Melastoma malabathricum
TARANAKI RHODODENDRON FESTIVAL October 30 – November 2, 2009
This plant is a plant of my youth. When I went to live in Singapore as a faculty wife in NTU, the Nanyang Technological University, we were very lucky we were given residences on campus, and NTU was located on what was once a jungle. There were still a jungle next to the campus. I has a blast from the past when I saw some of the plants I had seen and used when I was a child growing up in Borneo, especially with my Grand Dad in the village.
This plant is called by the white man as the Singapore Rhododendron. I LOL to myself. In the mid 1950s, Dad had a scholarship to study in London, Mum took us from Sibu town to live in the village at Lanang Road. There were no dairies, 7/11 convenient shop, and no hawker to sell us tit bits. We made our own tit bits from raiding Grand Dad's pineapple garden to dipping in his soya bean paste while it was being made.

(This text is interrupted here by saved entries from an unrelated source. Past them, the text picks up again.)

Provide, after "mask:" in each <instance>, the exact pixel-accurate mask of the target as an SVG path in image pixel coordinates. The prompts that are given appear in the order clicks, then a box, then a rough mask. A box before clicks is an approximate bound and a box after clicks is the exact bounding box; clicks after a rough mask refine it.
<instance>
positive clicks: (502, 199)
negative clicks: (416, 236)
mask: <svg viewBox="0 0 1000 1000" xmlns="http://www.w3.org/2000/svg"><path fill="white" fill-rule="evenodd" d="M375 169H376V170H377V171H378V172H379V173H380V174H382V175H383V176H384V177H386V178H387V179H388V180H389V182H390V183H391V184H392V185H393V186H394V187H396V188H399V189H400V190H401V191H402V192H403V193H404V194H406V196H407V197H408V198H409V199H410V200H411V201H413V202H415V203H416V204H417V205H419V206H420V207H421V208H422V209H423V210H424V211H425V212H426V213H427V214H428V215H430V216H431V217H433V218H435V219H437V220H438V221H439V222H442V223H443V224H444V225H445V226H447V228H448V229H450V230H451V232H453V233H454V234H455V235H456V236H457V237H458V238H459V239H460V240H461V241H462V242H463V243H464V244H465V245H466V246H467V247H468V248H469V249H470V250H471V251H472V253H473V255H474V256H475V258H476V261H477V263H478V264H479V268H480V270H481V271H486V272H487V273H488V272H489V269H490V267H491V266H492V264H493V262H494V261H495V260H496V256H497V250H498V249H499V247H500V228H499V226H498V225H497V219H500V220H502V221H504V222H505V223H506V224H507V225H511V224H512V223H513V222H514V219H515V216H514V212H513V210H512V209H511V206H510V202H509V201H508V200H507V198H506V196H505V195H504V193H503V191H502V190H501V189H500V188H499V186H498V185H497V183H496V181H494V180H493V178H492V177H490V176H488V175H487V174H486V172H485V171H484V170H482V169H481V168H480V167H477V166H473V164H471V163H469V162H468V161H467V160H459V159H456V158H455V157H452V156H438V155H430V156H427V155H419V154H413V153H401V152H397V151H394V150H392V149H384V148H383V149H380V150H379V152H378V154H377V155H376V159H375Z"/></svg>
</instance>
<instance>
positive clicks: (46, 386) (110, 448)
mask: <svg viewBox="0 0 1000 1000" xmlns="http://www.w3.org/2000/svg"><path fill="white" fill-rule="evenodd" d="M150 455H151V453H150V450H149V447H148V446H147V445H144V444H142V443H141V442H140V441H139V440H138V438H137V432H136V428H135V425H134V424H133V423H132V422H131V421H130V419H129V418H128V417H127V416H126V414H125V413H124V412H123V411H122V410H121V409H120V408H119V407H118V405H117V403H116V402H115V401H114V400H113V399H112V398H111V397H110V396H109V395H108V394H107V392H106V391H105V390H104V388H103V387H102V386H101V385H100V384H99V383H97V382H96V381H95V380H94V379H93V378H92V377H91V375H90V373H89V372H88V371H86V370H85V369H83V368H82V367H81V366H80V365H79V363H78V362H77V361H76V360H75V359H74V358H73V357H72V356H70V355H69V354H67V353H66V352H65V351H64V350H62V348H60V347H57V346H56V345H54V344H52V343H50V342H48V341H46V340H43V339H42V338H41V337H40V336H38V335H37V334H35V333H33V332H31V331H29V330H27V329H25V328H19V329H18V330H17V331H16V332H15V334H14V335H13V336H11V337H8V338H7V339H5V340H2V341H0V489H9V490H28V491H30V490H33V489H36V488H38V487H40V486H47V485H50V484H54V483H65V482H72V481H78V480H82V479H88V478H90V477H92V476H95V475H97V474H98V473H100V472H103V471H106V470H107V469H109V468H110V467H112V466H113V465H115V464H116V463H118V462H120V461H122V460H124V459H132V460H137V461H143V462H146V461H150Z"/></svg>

As for this Singapore Rhododendron, my older siblings found that the black fruits of the Rhododendron was sweet. It had a funny gluey sweetness. You won't eat it today, but then, we didn't have much choice. We also peeled off the bark of the tiny twigs and ate them. The taste was a little sour. Mum didn't have to be Agatha Christie to find out we ate the fruit. You see, the dark fruits stained our lips and teeth. She would scream," You native kids, what if you kids died from the poisonous herbs? How am I going to explain to your Dad in London?"